Bifidotyper was developed as part of a PhD rotation in the [Olm Lab](https://www.colorado.edu/lab/olm/) and the [IQ Biology](https://www.colorado.edu/certificate/iqbiology/) program.

## Installation

Bifidotyper can be installed with `pip` but it depends on [Sylph](https://github.com/bluenote-1577/sylph) and [Salmon](https://github.com/COMBINE-lab/salmon), which don't have `pip` distributions. You can install both with Conda (`conda install -c bioconda sylph salmon`), but for ease of use, binaries are included for Sylph and automatically downloaded for Salmon if they aren't found in your `PATH`.
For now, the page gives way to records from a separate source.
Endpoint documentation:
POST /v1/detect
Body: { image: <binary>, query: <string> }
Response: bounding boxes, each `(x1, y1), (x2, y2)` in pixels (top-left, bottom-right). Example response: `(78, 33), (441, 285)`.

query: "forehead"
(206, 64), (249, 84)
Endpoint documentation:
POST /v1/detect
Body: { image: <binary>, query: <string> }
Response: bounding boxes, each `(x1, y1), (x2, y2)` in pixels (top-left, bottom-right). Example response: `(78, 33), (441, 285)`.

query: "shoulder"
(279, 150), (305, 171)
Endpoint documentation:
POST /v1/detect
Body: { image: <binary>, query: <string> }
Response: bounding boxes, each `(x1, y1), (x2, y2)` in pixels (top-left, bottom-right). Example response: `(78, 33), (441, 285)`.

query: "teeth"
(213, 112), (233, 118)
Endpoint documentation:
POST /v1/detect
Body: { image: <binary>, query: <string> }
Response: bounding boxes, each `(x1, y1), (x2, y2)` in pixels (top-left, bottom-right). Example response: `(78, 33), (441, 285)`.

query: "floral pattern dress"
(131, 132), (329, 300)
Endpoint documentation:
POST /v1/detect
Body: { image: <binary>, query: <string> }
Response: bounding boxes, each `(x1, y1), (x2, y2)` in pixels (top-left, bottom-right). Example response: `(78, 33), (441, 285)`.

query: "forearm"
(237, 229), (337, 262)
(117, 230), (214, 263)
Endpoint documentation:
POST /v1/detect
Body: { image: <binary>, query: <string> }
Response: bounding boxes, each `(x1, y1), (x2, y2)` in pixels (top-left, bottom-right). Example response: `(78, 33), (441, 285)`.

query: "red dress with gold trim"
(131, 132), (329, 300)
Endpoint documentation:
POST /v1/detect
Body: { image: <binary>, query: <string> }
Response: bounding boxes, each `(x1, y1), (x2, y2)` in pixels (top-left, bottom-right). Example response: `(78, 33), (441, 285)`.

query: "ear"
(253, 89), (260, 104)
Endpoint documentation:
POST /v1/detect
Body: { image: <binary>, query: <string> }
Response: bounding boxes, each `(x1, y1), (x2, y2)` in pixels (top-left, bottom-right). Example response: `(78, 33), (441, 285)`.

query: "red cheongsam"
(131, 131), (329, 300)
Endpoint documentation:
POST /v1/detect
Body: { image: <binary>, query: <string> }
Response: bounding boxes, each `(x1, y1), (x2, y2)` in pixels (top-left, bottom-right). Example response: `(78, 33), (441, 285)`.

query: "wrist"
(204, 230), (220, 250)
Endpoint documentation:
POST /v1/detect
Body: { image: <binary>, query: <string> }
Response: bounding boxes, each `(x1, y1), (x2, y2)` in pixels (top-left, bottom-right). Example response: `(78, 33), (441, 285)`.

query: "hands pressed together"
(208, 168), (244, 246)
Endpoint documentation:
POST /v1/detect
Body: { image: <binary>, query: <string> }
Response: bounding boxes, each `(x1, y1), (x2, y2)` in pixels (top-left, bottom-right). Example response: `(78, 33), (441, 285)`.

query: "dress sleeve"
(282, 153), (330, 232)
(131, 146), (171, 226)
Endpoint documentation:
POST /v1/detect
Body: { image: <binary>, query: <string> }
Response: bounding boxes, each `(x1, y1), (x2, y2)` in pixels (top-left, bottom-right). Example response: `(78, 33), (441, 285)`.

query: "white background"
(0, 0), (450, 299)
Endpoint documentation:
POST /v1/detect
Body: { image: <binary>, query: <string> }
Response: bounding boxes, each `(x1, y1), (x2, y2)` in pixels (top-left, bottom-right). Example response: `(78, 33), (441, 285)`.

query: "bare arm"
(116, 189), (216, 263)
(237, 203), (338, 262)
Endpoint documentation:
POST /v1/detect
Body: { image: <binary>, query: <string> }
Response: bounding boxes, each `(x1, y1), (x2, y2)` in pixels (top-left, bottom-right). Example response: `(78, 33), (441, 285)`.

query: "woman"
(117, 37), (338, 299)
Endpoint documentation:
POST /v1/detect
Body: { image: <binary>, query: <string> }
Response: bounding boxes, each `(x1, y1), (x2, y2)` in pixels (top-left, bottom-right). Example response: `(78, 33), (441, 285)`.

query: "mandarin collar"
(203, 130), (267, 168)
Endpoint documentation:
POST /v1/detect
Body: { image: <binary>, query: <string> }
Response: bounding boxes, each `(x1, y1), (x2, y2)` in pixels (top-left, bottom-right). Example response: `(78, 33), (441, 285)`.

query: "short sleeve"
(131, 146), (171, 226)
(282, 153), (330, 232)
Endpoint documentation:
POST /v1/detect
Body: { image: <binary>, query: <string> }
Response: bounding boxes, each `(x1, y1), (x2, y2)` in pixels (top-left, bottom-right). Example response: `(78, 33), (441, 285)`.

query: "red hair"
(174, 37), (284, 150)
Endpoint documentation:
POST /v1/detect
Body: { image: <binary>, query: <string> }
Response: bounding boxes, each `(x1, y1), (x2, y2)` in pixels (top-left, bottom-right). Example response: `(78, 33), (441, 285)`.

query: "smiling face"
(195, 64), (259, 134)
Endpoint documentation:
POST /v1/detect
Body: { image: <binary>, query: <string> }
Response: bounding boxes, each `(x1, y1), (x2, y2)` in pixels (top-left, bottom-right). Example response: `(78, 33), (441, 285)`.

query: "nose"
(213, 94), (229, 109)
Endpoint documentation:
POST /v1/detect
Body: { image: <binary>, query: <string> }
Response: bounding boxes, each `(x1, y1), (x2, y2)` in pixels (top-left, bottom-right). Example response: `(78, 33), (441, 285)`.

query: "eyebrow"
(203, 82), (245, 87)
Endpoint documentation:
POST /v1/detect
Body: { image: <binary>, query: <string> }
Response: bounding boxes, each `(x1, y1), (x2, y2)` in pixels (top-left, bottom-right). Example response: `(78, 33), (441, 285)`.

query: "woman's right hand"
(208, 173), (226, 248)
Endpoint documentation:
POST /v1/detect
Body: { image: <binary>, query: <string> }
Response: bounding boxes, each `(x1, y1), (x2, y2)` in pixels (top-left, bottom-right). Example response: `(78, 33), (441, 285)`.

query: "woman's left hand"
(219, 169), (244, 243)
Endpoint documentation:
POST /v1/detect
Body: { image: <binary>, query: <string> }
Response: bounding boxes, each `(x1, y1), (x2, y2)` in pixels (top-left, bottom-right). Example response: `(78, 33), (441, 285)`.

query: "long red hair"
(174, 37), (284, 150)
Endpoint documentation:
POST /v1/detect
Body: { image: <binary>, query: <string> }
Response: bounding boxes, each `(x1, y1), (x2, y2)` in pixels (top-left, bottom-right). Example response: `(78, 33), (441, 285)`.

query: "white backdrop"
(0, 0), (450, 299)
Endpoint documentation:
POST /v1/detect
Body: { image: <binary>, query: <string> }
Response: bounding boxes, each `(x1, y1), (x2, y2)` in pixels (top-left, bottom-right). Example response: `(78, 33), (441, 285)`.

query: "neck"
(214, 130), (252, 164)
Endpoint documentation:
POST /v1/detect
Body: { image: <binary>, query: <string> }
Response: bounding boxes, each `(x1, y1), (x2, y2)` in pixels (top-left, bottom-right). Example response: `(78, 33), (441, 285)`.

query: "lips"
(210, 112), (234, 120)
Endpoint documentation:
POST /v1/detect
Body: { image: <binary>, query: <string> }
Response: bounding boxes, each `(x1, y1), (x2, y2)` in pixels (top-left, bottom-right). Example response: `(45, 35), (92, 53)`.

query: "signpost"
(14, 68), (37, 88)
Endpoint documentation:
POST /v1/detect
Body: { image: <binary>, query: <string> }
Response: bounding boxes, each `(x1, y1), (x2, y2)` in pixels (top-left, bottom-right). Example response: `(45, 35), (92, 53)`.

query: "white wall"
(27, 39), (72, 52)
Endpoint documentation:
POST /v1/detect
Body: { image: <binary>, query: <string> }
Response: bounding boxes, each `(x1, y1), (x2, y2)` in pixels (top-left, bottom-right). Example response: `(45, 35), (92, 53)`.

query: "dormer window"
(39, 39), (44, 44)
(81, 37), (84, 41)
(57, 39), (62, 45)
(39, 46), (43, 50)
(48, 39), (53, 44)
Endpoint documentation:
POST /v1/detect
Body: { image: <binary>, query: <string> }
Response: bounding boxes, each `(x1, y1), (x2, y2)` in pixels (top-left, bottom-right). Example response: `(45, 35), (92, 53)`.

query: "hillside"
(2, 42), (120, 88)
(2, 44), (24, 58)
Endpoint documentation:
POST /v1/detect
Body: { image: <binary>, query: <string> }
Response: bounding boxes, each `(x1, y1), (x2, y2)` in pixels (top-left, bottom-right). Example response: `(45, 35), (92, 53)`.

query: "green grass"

Clone the repository and install the package:
```bash
git clone https://github.com/Bennibraun/bifidotyper.git
cd bifidotyper
pip install -e .
```

A proper distribution via PyPI or Anaconda is planned.

## Usage

### Command Line Interface

For single-end reads:
```bash
bifidotyper -se <single-end FASTQ files> [-t <threads>] [-g <genome-dir> | -s <genome-sketch>]
```

Or paired-end reads:
```bash
bifidotyper -pe <paired-end FASTQ files> [--r1-suffix <R1 suffix>] [--r2-suffix <R2 suffix>] [-t <threads>] [-g <genome-dir> | -s <genome-sketch>]
```

### Options

- `-se, --single-end`: Single-end FASTQ files.
- `-pe, --paired-end`: Paired-end FASTQ files (R1 and R2 files, supports wildcards).
- `-t, --threads`: Number of threads to use for parallel processing (default: 1).
- `--r1-suffix`: Suffix for R1 files (optional, only for paired-end mode. Default: "_R1").
- `--r2-suffix`: Suffix for R2 files (optional, only for paired-end mode. Default: "_R2").
- `-g, --genome-dir`: Directory containing reference genomes (optional, defaults to provided genomes).
- `-s, --genome-sketch`: Path to a pre-sketched Sylph genome database (optional, defaults to provided database). Use `sylph sketch *.fna` to generate your own database.


### Examples
```bash
# Run bifidotyper in paired-end mode with 4 threads and _R1/_R2 suffixes
bifidotyper -pe data/*.fastq.gz --r1-suffix _R1 --r2-suffix _R2 -t 4
# Run bifidotyper in single-end mode with 8 threads and a custom genome directory
bifidotyper -se data/*.fastq.gz -t 8 -g my_genomes/
```

## Output

The tool generates several output files and directories:

- `plots/`: All plots generated by the program.
- `sylph_genome_sketches/`: The database of Sylph genome indices.
- `sylph_fastq_sketches/`: K-mer indices of input samples processed with Sylph.
- `sylph_genome_queries/`: Results of running Sylph queries against the genomes.
- `hmo_quantification/`: HMO gene alignments with Salmon.

---

## Provided Reference Files
- HMO functional annotations were retrieved from [Henrick et al. 2021](https://data.mendeley.com/datasets/gc4d9h4x67/2). The table is provided in [`src/data/reference/humann2_HMO_annotation.csv`](src/data/reference/humann2_HMO_annotation.csv)
- All *B. longum* annotations are from the NCBI record for [CP001095.1](https://www.ncbi.nlm.nih.gov/nuccore/CP001095.1/)
- A pre-processed Sylph genome database is provided for ease of use. Any genome matching the family *Bifidobacterium* in NCBI and GTDB was included. The genome database was dereplicated with [dRep](https://github.com/MrOlm/drep) with `--S_ani 0.95` before indexing. All genome accessions are listed in [`src/data/reference/genomes.csv`](src/data/reference/genomes.csv)

---

## License

This project is licensed under the MIT License.

## Contributing

Contributions are welcome! Please open an issue or submit a pull request on GitHub.